Outsourcing Hits Town Hall Meetings
President George W. Bush announced today that he would no longer preside over so-called town hall meetings across the United States and that those duties would now be outsourced to a “presidential customer service representative” stationed in Bangalore, India.
The controversial decision to outsource town hall meetings to India was not motivated by the increasingly acrimonious tone of citizens’ questions in recent weeks, the president said.
“This move is designed to free up my time for other duties, such as wiretapping the American people at random,” Mr.

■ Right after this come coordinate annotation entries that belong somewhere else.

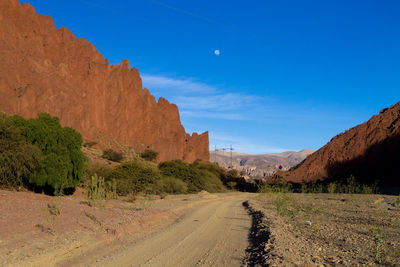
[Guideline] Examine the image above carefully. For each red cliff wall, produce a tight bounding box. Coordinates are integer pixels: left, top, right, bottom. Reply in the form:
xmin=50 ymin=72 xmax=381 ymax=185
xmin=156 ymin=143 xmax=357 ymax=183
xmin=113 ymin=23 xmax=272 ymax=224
xmin=0 ymin=0 xmax=209 ymax=161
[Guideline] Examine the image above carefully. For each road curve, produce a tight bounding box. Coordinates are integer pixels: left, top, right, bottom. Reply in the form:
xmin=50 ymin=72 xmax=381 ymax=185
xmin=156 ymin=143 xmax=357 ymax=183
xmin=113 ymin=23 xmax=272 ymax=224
xmin=94 ymin=194 xmax=251 ymax=266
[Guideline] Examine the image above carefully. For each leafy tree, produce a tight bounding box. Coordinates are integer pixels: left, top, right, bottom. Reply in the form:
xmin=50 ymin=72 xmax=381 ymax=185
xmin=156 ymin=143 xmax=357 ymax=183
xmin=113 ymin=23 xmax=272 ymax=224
xmin=0 ymin=118 xmax=42 ymax=187
xmin=6 ymin=113 xmax=85 ymax=192
xmin=107 ymin=160 xmax=161 ymax=195
xmin=140 ymin=149 xmax=158 ymax=161
xmin=158 ymin=160 xmax=225 ymax=193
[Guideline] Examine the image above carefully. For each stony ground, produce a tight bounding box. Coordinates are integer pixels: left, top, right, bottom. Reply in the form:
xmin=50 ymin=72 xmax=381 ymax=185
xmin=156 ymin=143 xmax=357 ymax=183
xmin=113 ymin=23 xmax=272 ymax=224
xmin=0 ymin=190 xmax=256 ymax=266
xmin=249 ymin=193 xmax=400 ymax=266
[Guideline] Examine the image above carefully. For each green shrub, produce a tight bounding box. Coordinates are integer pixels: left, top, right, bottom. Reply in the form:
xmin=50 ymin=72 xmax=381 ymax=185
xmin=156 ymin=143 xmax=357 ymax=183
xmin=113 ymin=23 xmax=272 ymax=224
xmin=6 ymin=113 xmax=85 ymax=192
xmin=106 ymin=160 xmax=161 ymax=196
xmin=139 ymin=149 xmax=158 ymax=161
xmin=83 ymin=161 xmax=112 ymax=181
xmin=102 ymin=149 xmax=124 ymax=162
xmin=85 ymin=174 xmax=117 ymax=200
xmin=83 ymin=141 xmax=97 ymax=148
xmin=158 ymin=160 xmax=225 ymax=193
xmin=0 ymin=119 xmax=42 ymax=187
xmin=155 ymin=177 xmax=187 ymax=195
xmin=327 ymin=182 xmax=337 ymax=194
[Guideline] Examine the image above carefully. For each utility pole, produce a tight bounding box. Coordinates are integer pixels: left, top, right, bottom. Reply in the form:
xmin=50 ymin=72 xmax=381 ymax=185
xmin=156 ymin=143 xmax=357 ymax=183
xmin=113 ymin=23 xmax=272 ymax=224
xmin=229 ymin=145 xmax=233 ymax=169
xmin=214 ymin=145 xmax=217 ymax=163
xmin=221 ymin=148 xmax=226 ymax=168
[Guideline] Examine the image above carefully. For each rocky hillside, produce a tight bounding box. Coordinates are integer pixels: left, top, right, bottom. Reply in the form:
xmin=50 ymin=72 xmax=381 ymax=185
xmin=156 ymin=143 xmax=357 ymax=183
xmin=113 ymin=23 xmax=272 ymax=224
xmin=0 ymin=0 xmax=209 ymax=161
xmin=275 ymin=102 xmax=400 ymax=185
xmin=210 ymin=149 xmax=314 ymax=177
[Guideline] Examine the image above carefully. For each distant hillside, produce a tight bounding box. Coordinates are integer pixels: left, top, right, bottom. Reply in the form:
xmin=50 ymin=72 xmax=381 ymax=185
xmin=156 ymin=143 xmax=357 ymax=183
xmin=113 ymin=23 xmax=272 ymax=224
xmin=210 ymin=149 xmax=314 ymax=177
xmin=275 ymin=102 xmax=400 ymax=186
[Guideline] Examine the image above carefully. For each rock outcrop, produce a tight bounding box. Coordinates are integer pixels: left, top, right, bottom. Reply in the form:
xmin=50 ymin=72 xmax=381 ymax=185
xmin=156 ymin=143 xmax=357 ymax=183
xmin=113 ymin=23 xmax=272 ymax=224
xmin=274 ymin=102 xmax=400 ymax=185
xmin=0 ymin=0 xmax=209 ymax=161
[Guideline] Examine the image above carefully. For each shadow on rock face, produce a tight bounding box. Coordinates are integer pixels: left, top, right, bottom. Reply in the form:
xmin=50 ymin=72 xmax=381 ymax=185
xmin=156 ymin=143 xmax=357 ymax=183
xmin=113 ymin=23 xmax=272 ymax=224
xmin=326 ymin=135 xmax=400 ymax=186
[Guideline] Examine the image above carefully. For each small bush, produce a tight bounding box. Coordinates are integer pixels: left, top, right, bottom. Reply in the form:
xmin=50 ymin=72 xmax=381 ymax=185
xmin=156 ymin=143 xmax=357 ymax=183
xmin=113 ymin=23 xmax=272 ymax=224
xmin=139 ymin=149 xmax=158 ymax=161
xmin=106 ymin=160 xmax=161 ymax=196
xmin=102 ymin=149 xmax=124 ymax=162
xmin=327 ymin=182 xmax=337 ymax=194
xmin=83 ymin=161 xmax=112 ymax=181
xmin=0 ymin=120 xmax=43 ymax=187
xmin=158 ymin=160 xmax=226 ymax=193
xmin=85 ymin=174 xmax=117 ymax=200
xmin=83 ymin=141 xmax=97 ymax=148
xmin=155 ymin=177 xmax=187 ymax=195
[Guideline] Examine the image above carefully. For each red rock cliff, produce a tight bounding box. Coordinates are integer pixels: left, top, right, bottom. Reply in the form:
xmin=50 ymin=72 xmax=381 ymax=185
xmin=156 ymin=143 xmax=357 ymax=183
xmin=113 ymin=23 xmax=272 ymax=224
xmin=0 ymin=0 xmax=209 ymax=161
xmin=274 ymin=102 xmax=400 ymax=185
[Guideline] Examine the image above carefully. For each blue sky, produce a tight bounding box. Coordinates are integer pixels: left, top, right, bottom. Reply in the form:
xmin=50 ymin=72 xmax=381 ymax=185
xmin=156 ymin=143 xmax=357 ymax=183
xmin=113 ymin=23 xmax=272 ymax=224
xmin=21 ymin=0 xmax=400 ymax=153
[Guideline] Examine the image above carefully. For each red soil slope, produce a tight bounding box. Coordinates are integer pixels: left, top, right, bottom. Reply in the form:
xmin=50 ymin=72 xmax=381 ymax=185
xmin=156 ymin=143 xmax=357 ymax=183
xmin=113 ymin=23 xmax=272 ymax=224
xmin=275 ymin=102 xmax=400 ymax=185
xmin=0 ymin=0 xmax=209 ymax=161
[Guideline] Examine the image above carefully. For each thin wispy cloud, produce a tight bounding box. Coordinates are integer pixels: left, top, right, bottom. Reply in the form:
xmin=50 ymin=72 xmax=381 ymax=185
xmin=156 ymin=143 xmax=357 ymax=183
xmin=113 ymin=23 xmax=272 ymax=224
xmin=141 ymin=74 xmax=218 ymax=94
xmin=181 ymin=110 xmax=247 ymax=121
xmin=142 ymin=74 xmax=261 ymax=120
xmin=174 ymin=93 xmax=259 ymax=111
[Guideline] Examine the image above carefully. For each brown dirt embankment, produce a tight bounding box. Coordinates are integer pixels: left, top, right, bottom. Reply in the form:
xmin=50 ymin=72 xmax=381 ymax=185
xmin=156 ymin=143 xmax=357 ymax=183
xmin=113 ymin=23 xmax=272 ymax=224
xmin=249 ymin=194 xmax=400 ymax=266
xmin=0 ymin=190 xmax=253 ymax=266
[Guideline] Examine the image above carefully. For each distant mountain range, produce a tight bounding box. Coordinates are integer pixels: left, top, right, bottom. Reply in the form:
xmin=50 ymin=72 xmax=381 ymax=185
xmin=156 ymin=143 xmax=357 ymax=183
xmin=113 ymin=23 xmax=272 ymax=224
xmin=274 ymin=102 xmax=400 ymax=186
xmin=210 ymin=149 xmax=314 ymax=178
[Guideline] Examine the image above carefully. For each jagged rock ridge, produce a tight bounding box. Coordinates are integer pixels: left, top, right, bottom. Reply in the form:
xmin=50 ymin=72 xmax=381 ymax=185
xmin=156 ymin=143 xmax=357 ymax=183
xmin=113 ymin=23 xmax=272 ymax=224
xmin=274 ymin=102 xmax=400 ymax=185
xmin=0 ymin=0 xmax=209 ymax=161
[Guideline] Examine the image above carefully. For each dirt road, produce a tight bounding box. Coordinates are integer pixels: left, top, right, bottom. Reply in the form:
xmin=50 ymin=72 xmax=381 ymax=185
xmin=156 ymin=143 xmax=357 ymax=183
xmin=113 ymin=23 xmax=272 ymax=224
xmin=59 ymin=193 xmax=253 ymax=266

Bush said.
At a town hall meeting today in Dayton, Ohio, attendees were surprised to be greeted not by the president but instead by a speaker box onstage leading them through a series of automated prompts.
“Say ‘1’ if you want to ask about the economy, say ‘2’ if you want to ask about the war on terror, and say ‘3’ if you want to ask about the prescription drug plan,” the speaker box said.
The town hall meeting was then conducted by a disembodied voice that identified itself only as “Rajiv” and attempted to answer the audience’s questions on a host of issues.
CNN’s Lou Dobbs, usually an outspoken critic of outsourcing, said that the president’s decision to outsource town hall meetings to India was a rare case when outsourcing worked: “For one thing, Rajiv’s English is better than his.”
Elsewhere, a prison guard who used a snarling dog to intimidate prisoners at Abu Ghraib was given a six-month sentence, and the snarling dog has been transferred to work for White House press spokesman Scott McClellan.